This is an overdue post. Since this blog started as a reaction to my 28th birthday and my need to really take care of myself, I wanted to write a reflection on my 29th birthday to let you all know how the year went. Instead, life got a little busy and here we are already in the second half of January 2019.
But I still want to say goodbye to 2018. You know, properly.
2018 fell onto the extremes of both excitement and fear and in all different facets of my life. I learned a lot of lessons that I will hold on to for a long time. Due to the nature of some of these lessons, they may be vague and that is completely intentional on my behalf.
What’s the worst that can happen? They say no?
This has been a motif of 2018 and it has come to some amazing results. I kind of feel like it stemmed out of our running joke with our friends “What are they going to do? Kick us out?” Whenever I was struggling to make a hard decision, my partner, Dennis, started to ask me, “What’s the worst that can happen? They say no?” It really flipped a switch for me. If “no” was the worst thing that could happen, why not try? It translated well for a range of decisions from applying for jobs, to asking if someone would meet for coffee to share the ins and outs of their creative endeavors. And really, the worst thing in both of those situations (and the others throughout the year) was rejection. While rejection is terrifying, it is also not the worst thing that can happen.
My family means so much to me.
Okay, I can hear you thinking to yourself that duh, family has always been important. And it has. But this was an important year because my family got so close. My sisters are everything to me.
I am an artist.
This was the year I finally leaned into my creativity and saw my potential as an artist. Instead of hoping and wishing I could be like someone else, I had so much support and cheerleaders that told me to just go for it. The first time someone called me an artist this year I screamed to my nearest co-worker, “Someone thinks I’m an artist!!!!” They gave me a look of confusion and responded, “Because you are an artist.” Again, another switch.
This is the year I started my art instagram (@letsgocaro) and my Etsy shop. I made my first attempts at networking and got connected with some really cool people in San Diego. I’ve been really finding my style and practicing as much as I can. It has given me so much joy and happiness, it is crazy.
(I actually had this under a different tagline and re-wrote it as, “I am an artist,” which is still weird to type but so empowering.)
Therapy is okay. In fact, it is a good thing.

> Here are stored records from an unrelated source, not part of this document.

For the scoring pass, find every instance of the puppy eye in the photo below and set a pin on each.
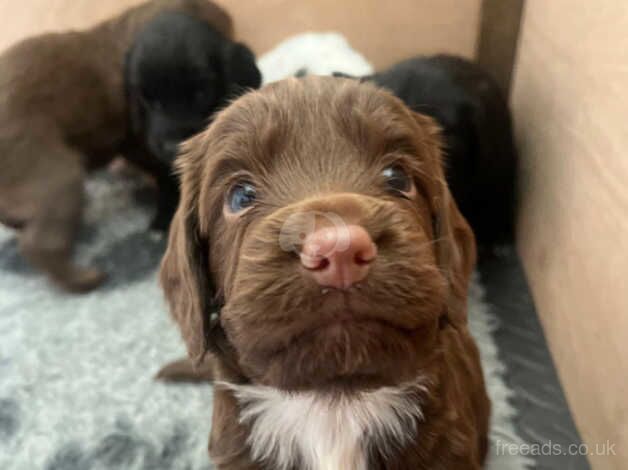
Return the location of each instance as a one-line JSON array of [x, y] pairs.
[[397, 179], [241, 196]]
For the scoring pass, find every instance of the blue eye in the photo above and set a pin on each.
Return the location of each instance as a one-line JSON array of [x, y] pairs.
[[397, 179], [241, 196]]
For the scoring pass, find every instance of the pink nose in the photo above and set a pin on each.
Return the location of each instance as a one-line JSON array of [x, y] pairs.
[[338, 256]]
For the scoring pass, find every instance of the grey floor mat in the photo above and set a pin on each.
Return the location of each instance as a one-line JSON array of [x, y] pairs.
[[544, 416]]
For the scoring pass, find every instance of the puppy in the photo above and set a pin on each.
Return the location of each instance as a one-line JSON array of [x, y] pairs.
[[481, 158], [317, 267], [180, 70], [63, 112]]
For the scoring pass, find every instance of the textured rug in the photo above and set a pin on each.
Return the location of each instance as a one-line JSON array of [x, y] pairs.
[[76, 387]]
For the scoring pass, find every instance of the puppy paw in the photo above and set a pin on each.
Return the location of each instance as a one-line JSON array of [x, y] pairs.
[[185, 370], [82, 280]]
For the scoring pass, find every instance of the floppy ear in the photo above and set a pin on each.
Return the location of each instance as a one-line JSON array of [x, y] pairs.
[[454, 239], [184, 274], [240, 69]]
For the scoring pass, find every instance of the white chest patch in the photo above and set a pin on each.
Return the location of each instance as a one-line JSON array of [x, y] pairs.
[[322, 432]]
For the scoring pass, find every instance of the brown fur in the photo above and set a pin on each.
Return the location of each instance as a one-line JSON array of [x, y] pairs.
[[63, 111], [320, 144]]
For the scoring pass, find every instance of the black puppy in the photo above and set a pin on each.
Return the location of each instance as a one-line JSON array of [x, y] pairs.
[[179, 71], [473, 113]]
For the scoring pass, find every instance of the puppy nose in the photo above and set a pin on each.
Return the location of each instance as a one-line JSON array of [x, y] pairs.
[[338, 256]]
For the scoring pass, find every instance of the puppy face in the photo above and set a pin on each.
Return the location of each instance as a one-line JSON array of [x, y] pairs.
[[296, 160], [180, 71]]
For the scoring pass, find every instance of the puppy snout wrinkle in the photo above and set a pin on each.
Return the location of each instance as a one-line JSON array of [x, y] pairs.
[[338, 257]]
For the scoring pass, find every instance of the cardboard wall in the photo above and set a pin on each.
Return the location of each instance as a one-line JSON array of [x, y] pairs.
[[570, 98]]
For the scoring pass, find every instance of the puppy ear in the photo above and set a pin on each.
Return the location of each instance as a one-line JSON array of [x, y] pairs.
[[184, 273], [240, 69], [454, 239]]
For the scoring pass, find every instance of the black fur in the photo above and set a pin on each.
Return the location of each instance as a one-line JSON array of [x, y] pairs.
[[481, 157], [179, 72]]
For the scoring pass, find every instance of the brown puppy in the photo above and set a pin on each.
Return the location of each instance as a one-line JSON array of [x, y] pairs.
[[315, 218], [63, 111]]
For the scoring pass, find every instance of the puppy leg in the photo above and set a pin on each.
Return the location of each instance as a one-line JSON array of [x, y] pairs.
[[47, 239], [185, 370]]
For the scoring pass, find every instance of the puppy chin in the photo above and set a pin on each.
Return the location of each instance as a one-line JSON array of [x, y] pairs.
[[342, 354]]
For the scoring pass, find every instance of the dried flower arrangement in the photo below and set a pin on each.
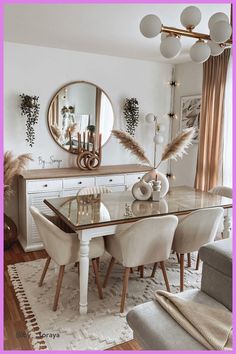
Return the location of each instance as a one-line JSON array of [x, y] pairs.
[[12, 167], [30, 108], [173, 150], [131, 113]]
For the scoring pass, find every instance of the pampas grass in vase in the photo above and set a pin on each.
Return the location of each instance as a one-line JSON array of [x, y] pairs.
[[12, 167], [177, 148]]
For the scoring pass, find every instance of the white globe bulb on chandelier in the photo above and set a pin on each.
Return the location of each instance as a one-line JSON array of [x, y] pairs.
[[213, 43]]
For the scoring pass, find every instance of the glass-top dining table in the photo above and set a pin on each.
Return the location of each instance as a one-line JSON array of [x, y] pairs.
[[98, 215]]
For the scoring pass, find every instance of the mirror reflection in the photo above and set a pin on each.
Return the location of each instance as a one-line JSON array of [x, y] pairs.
[[78, 111]]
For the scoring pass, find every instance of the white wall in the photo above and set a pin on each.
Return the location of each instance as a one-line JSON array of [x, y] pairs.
[[42, 71], [189, 75]]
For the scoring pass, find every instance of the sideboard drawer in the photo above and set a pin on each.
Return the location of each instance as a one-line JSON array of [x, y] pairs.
[[44, 185], [70, 183], [133, 178], [110, 180]]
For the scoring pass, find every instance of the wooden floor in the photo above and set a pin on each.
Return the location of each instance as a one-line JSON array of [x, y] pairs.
[[14, 323]]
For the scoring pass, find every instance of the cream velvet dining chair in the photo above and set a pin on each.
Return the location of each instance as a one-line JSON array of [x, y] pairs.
[[144, 242], [194, 231], [64, 248]]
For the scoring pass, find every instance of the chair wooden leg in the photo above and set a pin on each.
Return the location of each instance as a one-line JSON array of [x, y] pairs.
[[141, 271], [181, 272], [198, 261], [58, 289], [165, 276], [124, 290], [154, 270], [98, 263], [44, 271], [95, 269], [177, 255], [189, 260], [112, 262]]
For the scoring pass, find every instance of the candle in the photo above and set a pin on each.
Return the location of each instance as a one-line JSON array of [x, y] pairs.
[[93, 142], [79, 141], [69, 133]]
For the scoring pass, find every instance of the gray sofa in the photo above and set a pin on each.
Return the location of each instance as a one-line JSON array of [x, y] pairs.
[[155, 329]]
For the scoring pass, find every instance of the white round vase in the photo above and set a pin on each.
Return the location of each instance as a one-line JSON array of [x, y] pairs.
[[154, 175]]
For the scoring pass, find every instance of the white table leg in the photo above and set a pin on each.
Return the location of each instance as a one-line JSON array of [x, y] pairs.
[[227, 225], [84, 273]]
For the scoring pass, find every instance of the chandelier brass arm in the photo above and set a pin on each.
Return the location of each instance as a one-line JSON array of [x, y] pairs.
[[186, 33]]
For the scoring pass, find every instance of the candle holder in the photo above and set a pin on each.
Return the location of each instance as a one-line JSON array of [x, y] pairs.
[[89, 157]]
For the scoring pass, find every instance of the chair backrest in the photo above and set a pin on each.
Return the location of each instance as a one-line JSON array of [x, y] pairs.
[[222, 190], [62, 247], [94, 190], [148, 240], [197, 229]]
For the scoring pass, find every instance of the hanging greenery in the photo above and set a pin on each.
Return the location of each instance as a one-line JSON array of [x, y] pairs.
[[131, 113], [30, 108]]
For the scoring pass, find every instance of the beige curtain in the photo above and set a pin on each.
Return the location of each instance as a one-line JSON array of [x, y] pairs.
[[209, 164]]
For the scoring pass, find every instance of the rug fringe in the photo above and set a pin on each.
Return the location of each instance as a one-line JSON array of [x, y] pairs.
[[32, 326]]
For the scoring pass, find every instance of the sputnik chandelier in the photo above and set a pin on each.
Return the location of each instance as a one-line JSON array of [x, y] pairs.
[[207, 44]]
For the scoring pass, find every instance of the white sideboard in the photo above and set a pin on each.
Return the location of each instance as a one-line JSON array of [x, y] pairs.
[[37, 185]]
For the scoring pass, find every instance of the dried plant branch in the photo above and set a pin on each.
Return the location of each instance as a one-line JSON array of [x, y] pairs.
[[71, 128], [132, 145], [56, 131], [178, 146], [13, 167]]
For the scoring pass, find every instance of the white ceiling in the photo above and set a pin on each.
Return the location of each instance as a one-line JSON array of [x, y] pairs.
[[111, 29]]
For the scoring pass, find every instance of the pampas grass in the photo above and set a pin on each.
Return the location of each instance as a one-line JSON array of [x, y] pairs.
[[70, 129], [132, 145], [173, 150], [178, 146], [12, 167]]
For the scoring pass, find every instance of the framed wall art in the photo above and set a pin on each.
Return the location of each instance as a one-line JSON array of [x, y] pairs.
[[190, 108]]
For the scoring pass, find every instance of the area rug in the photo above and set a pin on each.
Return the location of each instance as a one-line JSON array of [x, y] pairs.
[[103, 327]]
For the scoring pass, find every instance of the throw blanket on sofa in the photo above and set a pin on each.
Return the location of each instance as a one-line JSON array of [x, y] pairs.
[[210, 326]]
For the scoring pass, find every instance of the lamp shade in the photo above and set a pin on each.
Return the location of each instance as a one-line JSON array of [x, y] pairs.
[[219, 16], [200, 52], [190, 17], [220, 32], [150, 26], [215, 48], [161, 127], [158, 139], [170, 47], [150, 118]]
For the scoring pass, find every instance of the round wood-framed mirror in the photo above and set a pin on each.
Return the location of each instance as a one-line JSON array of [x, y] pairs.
[[80, 107]]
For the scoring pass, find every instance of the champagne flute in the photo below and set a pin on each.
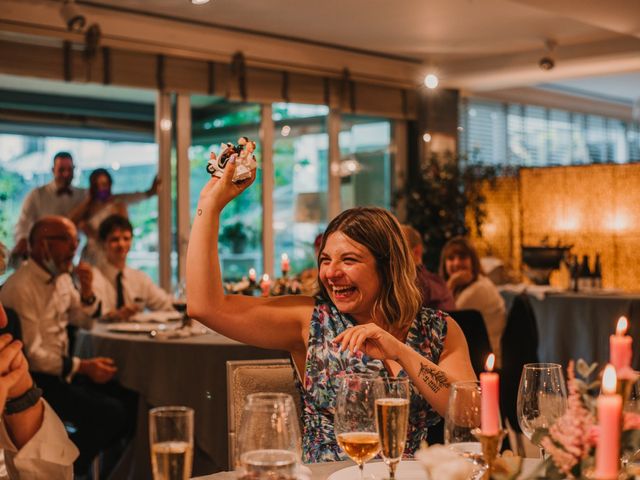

Actually, my most recent post was about my start with talk therapy. I still feel the way I did in that post that it can be a scary thing to do, but ultimately it has helped me. I always feel silly using the “tools for your toolbox” analogy because I literally know nothing about tools, but it is so true. A good therapist isn’t there to judge you or to tell you what to do. Instead, they will give you life hacks, techniques, practices to follow to better your every day life. That’s what I have found to be most helpful.
Where do I find the most fulfillment?
Asking myself this question has been one of the most important self-care technique I have applied (after therapy!). Another way I approached this question is how can I “spark joy” in my life? When I drive home from seeing a friend, does my soul feel restored? What can I do in my free time that makes me feel at ease? How can I support my partner in a way that he is feeling fulfilled in his journey? I don’t have all the answers to these questions, but I do have some. 2018 has taught me to just be aware of this question and be more intentional.
The goal of “self care” is one to always work on, but I feel like I succeeded this year. To be honest, the “self love” could still use work, but I think I’m on the right trajectory. As for 2019, I will write another post about my goals soon. Hopefully one of them will be to write blog posts more consistently. I am grateful for 2018 and the year of 28, so let’s see what 2019 and the year of 29 is all about.